The fear of a rocky session is looming over first-time lawmakers, who are hoping to hang on to voter support. It’s driving freshmen representatives like Nicholas Duran, a Democrat from Miami, to reach across party lines.
“It’s true. Yeah my first bill that I cosponsored, first two bills that I cosponsored were with members of the opposite party, Republicans,” Duran said.
Duran says he’s optimistic. But he is keeping his summer schedule open, in case lawmakers have to come back to Tallahassee for a special session.
“I’ve sort of started talking to my wife, my family. I think they need to know a little bit about those sorts of things. But we have to play the cards as they lie,” Duran said.
But for Speaker Richard Corcoran, conservative principles outweigh most everything else. That’s riling up some veteran lawmakers who favor pragmatism and compromise. But freshmen Representative Byron Donalds, a Naples Republican, is ready for the difficult conversations.
“It’s a very good time to be in the Legislature despite all the quote unquote raucousness of it. I think what we’re really doing is having critical conversations for the future of our state," Donalds said. "If you take this job seriously, and I know all my colleagues do. But if you really take it seriously, you’re going to rub elbows. It’s gonna be sharp. There are things you’re going to fight about. Because that’s how you get to the best policy.”

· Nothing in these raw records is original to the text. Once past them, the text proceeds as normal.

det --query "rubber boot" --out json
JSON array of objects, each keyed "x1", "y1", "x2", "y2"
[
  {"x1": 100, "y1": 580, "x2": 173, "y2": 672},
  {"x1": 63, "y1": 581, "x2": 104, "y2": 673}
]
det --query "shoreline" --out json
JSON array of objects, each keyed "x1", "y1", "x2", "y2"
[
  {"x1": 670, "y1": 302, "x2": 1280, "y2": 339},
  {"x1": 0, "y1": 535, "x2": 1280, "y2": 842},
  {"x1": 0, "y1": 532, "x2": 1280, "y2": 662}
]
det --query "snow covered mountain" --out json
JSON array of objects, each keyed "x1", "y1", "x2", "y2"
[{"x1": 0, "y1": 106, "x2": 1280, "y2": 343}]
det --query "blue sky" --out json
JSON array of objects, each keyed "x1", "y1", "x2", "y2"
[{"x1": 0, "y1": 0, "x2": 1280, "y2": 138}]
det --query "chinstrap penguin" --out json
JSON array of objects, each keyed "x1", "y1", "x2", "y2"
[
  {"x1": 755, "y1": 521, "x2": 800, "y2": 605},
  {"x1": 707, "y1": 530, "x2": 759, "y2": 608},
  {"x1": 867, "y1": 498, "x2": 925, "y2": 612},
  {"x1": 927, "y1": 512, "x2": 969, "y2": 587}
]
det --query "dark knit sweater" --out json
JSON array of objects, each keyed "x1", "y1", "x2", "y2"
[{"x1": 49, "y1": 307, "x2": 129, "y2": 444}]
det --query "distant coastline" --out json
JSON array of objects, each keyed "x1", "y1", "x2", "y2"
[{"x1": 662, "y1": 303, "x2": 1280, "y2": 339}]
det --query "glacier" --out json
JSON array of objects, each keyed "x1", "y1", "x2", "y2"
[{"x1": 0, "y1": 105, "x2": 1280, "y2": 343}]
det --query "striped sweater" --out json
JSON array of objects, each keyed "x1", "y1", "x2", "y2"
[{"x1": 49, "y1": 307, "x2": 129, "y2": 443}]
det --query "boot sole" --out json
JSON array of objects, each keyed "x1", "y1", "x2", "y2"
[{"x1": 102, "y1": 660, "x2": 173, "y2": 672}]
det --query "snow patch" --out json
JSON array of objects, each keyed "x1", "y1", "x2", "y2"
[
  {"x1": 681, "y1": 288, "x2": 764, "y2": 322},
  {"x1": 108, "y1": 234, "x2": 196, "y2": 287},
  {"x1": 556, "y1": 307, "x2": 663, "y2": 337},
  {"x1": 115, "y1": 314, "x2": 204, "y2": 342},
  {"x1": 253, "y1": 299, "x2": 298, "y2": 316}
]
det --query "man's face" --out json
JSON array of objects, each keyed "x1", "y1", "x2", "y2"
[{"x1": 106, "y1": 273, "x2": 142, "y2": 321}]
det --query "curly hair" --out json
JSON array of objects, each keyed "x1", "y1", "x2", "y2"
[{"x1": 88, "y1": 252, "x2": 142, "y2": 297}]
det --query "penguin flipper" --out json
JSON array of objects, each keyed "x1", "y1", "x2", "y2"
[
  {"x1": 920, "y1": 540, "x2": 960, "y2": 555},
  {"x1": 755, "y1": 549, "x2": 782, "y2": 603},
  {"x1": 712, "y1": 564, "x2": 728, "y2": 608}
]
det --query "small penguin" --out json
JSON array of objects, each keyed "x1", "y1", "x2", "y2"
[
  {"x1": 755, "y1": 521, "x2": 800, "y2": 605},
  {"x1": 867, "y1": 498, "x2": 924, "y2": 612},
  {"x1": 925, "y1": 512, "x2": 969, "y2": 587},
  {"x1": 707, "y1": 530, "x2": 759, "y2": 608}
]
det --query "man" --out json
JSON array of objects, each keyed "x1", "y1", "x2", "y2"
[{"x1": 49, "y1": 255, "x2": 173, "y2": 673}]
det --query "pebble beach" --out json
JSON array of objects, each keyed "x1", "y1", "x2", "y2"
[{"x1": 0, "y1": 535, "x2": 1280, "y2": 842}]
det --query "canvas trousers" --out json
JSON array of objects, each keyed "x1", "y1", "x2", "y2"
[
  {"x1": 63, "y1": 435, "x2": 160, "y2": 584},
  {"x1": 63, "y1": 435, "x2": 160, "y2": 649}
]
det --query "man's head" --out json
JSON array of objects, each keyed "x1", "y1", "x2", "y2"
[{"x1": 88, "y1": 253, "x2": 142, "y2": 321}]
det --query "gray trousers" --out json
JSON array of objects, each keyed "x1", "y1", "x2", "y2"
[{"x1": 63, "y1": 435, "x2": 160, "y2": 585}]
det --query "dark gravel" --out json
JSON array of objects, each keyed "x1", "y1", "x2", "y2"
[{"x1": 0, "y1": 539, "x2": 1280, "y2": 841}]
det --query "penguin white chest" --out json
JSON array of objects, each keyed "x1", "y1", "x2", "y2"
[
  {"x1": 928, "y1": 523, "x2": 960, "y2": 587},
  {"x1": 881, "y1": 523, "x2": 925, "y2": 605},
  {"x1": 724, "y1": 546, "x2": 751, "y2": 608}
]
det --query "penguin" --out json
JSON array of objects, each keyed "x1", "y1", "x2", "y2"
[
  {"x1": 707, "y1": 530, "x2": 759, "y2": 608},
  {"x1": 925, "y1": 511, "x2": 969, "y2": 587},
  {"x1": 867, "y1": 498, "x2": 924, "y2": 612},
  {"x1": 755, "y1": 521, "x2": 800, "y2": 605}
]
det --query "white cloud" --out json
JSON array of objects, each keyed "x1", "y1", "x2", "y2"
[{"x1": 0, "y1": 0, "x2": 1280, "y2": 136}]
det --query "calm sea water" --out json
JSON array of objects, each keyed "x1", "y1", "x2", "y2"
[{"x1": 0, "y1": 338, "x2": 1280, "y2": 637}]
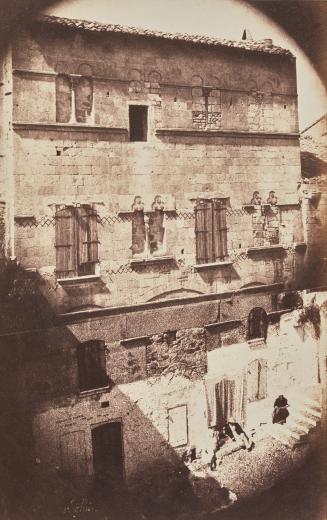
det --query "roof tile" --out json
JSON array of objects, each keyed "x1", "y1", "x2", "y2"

But first-time Representative Carlos Guillermo Smith says the conservative crusade is leading to bad policy. The Winter Park Democrat criticizes plans to set term limits for judges, and to override rulings by the state’s highest court.
“We have made the Florida Supreme Court, which is a check on the legislature, as a separate branch of government, public enemy number one under this leadership!” Guillermo Smith said.
In order to pass the budget on time, lawmakers may have make compromises and sacrifices. But for now, they’re showing no signs of backing down.